King Gustaf promptly called to the Premiership Herr C. G. Ekman, onetime blacksmith, leader of the People's Prohibition Party, the most ardently Dry wing of the old Liberal party.
Significance. Interest promptly centered upon whether the new regime would attempt to enact strong arm prohibition in place of the highly successful "Stockholm system" of liquor control inaugurated in 1916 by Dr. Ivan Bratt, which was extended throughout Sweden in 1919 as the "Bratt system."*
Dr. Bratt, a practicing physician and an authority on social hygiene, secured the establishment of a liquor monopoly financed by private capital, empowered to dispense all alcoholic fluids except light beers, and permitted to dispose of such fluids only under a permit system based upon the status of each purchaser--the head of a family to be sold not more than a gallon of "hard liquors" a month, single women not more than a gallon a year, restaurants an amount proportionate to their proven sales of food. To the Swede who dines in restaurants there may be brought unlimited "hard liquors" if the diner orders and pays for an additional meal with each round.
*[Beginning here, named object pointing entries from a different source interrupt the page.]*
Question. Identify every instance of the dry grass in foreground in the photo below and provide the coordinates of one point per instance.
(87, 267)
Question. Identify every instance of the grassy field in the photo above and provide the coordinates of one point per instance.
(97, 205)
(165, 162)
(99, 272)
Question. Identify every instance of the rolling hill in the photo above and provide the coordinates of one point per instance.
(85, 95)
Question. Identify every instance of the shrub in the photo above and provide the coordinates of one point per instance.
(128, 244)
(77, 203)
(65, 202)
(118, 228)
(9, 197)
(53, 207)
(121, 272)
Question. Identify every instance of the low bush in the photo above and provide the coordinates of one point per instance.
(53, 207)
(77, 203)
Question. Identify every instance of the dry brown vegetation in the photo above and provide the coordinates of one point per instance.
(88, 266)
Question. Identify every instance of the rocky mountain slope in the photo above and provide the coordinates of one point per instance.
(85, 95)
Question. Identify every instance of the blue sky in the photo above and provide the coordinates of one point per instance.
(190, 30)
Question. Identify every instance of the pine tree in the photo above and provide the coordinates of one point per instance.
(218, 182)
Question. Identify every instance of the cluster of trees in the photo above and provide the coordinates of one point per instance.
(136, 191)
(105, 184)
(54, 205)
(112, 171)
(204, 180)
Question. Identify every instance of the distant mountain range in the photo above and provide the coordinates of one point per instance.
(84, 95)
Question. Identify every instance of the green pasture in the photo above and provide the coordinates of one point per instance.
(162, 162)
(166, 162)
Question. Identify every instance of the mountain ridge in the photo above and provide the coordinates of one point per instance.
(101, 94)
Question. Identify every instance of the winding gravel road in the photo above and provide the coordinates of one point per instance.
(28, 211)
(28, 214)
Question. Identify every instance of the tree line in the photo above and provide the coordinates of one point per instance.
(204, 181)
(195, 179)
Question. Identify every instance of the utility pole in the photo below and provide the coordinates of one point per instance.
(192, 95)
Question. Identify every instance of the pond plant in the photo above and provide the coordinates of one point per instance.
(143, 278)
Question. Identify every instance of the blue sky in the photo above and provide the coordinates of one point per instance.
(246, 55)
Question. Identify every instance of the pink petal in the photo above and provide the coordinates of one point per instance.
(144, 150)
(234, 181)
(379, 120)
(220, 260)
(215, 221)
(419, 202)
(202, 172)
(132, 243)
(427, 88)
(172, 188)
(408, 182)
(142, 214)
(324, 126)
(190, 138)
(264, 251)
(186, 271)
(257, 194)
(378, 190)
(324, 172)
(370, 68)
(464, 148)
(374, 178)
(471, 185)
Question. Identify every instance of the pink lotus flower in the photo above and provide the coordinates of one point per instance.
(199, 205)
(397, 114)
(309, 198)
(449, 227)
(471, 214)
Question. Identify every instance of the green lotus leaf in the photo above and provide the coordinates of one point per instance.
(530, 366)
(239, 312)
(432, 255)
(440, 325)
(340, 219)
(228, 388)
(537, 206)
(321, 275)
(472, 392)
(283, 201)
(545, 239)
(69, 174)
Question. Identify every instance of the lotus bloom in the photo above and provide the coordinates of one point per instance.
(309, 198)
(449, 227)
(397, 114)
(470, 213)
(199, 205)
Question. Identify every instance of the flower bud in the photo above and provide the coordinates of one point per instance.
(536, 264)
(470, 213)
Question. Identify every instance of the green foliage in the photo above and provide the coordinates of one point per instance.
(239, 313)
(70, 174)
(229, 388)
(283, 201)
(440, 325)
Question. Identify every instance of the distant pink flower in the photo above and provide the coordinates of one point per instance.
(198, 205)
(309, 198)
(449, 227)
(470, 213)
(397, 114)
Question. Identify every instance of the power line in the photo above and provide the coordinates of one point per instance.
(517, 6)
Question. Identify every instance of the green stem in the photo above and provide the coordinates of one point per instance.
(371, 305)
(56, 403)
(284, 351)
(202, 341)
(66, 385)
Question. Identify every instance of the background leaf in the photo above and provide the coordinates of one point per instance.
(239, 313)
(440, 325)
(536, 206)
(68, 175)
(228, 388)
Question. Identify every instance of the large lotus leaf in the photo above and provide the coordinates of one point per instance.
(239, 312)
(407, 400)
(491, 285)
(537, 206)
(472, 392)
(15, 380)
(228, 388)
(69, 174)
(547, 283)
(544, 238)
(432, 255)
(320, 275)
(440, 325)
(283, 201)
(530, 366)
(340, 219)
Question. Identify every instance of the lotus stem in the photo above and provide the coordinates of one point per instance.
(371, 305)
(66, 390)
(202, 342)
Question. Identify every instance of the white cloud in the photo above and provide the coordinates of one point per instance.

At present the "Bratt Monopoly" pays a fixed return of 5% to shareholders, and to the Government all surplus profits--totaling some 112,000,000 kroner ($30,000,000) annually. Because of the easygoing temper of the people, the "Bratt system" has occasioned little friction, has reduced the consumption of alcohol 50% in such cities as Stockholm, and appears to ration out alcohol in just sufficient quantities to make smuggling unprofitable. This "golden mean" of Swedish "regulation" contrasts sharply with Norwegian "prohibition" of all liquors of more than 45% alcoholic content. In Norway, though wines and beers are at everyone's disposal, the smuggling in of hard liquor by German speedboats* has become an industry.
Die-hard Drys in both Sweden and Norway continue to clamor for prohibition `a l'Americaine.
*Superseding the earlier and somewhat similar "Gothenburg system."
*Adroitly fitted with a device by which the entire liquor cargo can be ejected into the sea through an under water trap door in the stern, if a dry enforcement cutter is sighted.